A Strategy for Iran
On the assumption that Iranian leaders are unwilling to halt or even slow their determined march toward a nuclear weapons capability, the United States and other concerned nations have but three options: 1) decide to live with a nuclear Iran, hoping to contain its aggressive tendencies and limit nuclear proliferation by worried neighbors, 2) put in place a regimen of harsher, targeted economic sanctions than exist today in an effort to coerce a change of conduct, or 3) contemplate a campaign of preemptive air strikes aimed at crippling or at least significantly delaying Iran’s nuclear program.
For containment to be effective, it assumes a rational, risk-averse body of decision-makers in Tehran. Who would confidently base policy on that assumption?
Preemptive strikes, presumably by Israel, could trigger an escalating series of retaliatory actions, by Iranian proxies Hezbollah and Hamas against Israel, by Iranian agents and supporters in Iraq and Afghanistan, and, for example, by Iran mining the Strait of Hormuz to disrupt oil deliveries to the West. As a last resort, given its fear of an existential threat, Israel might nonetheless risk air strikes, but it obviously would prefer not to do so.
The Western powers, led by the United States, threatened more biting but unspecified economic sanctions if Iran fails to curb its nuclear efforts by the end of last year. Iran may not be all that worried since thus far it has managed to circumvent existing sanctions. But it ought to worry.As pointed out in an excellent new book, “Winning the Long War” by Ilan Berman, Iran’s Achille’s heel is its dependence on imported petroleum products for about 40 percent of its requirements. Four Western companies, he notes, account for nearly all of those supplies. They are: British Petroleum, France’s Total, the Swiss firm Vitol, and the Swiss/Dutch company Trafigura.
The House of Representatives, by a vote of 412-12, recently voted to bar from US markets any company that conducts energy business with Iran. Strangely, the Administration urged the Senate to postpone taking up the measure.
But a near total embargo would soon cripple Iran’s economy, causing widespread work stoppages and bringing much of its domestic and foreign commerce to a standstill. However, unless such an embargo is justified in terms that would attract significant support in the streets, it could conceivably cause the suffering Iranian public to rally around the beleaguered regime of President Mahmoud Ahmadinejad.
On the other hand, if a petroleum embargo, along with a number of other bare knuckled measures, is persuasively explained in terms of putting severe pressure on Ahmadinejad and his heavy-handed Revolutionary Guards and their baseej street thugs in order both to ease their draconian crackdown on the pro-democracy movement, as well as to ease global concerns about Iran’s nuclear weapons program, that just might resonate with the students and others rallying around their cause. It might well trigger enormous internal pressure on the regime.Until most recently, Barak Obama had largely avoided meaningful support for the pro-democracy movement for fear that it could undermine his objective of trying to convince the Iranian regime to at least slow its nuclear weapons program. Students and others in street demonstrations, in which they have literally risked life and limb, have carried signs demanding: “Obama, Are You With Us or With Them?”

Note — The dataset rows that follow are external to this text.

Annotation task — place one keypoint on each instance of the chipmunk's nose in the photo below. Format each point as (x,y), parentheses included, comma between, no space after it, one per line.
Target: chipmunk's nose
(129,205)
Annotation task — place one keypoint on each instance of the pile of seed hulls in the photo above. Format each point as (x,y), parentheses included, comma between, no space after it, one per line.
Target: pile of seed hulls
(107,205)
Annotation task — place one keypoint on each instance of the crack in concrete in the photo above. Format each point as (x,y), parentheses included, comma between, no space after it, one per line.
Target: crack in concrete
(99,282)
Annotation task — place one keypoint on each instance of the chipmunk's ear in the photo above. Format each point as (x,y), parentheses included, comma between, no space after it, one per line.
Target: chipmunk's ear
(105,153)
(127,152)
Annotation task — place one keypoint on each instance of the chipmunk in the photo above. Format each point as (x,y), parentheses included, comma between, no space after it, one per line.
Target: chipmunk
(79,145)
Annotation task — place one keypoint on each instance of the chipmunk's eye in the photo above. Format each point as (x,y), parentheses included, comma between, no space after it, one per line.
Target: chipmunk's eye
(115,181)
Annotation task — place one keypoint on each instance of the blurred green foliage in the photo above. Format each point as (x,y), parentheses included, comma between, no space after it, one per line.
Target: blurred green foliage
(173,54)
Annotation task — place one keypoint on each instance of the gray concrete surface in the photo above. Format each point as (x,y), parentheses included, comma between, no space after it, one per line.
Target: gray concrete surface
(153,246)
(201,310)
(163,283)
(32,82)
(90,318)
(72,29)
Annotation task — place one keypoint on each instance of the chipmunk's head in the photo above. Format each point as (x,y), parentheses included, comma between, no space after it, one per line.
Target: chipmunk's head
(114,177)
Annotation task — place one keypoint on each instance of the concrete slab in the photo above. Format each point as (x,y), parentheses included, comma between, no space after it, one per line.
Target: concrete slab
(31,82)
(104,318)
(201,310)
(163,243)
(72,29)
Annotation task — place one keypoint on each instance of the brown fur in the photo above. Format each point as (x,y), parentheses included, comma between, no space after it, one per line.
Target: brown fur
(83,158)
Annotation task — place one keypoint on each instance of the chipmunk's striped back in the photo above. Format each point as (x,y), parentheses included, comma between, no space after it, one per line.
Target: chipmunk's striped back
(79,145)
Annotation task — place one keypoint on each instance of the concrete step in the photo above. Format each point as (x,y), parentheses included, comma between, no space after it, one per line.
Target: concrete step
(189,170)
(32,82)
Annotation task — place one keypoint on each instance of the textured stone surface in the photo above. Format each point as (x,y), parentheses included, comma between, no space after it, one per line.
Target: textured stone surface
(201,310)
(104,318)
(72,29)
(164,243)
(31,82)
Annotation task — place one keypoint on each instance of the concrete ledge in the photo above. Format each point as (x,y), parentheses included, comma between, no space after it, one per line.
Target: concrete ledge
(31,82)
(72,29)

The imposition of a new series of tough sanctions affords Obama and other like-minded leaders an outstanding opportunity to get on the side of the angels in Iran–if they explain their action in a compelling and convincing manner.
Obama had been counseled that Ahmadinejad was not the appropriate person to approach, but rather Supreme Leader Aytalloah Ali Khamenei. Two secret messages from the President to Khamenei, however, were met with rude rejection.
Increasingly, the real power in Iran has been assumed by the Revolutionary Guards who have taken over a wide range of industries and control of government ministries, courts and prisons to the point where the country is now more a military dictatorship than an Islamic theocracy.
But Western intelligence has a detailed dossier on which companies and banks the Revolutionary Guards control and could take targeted financial measures to restrict their access to international markets, akin to what was done during the Second World War against the commercial activities of Hitler’s Waffen SS.
And the message to the Iranian people, when such actions are imposed and communicated, should be broadcast not only on the Voice of America, the BBC World Service, the Deutsche Welle World, and Radio France Internationale, but also circulated on Facebook, YouTube and Twitter, to which Iranian students pay the closest possible attention.
The combination of hugely painful external and internal pressures might be sufficient to force the Iranian power structure to back down.
Or, if sizeable numbers of soldiers and police become so disgusted they refuse orders to continue to crack student heads or even join in the demonstrations, what is now a protest movement could suddenly become a full-fledged revolution.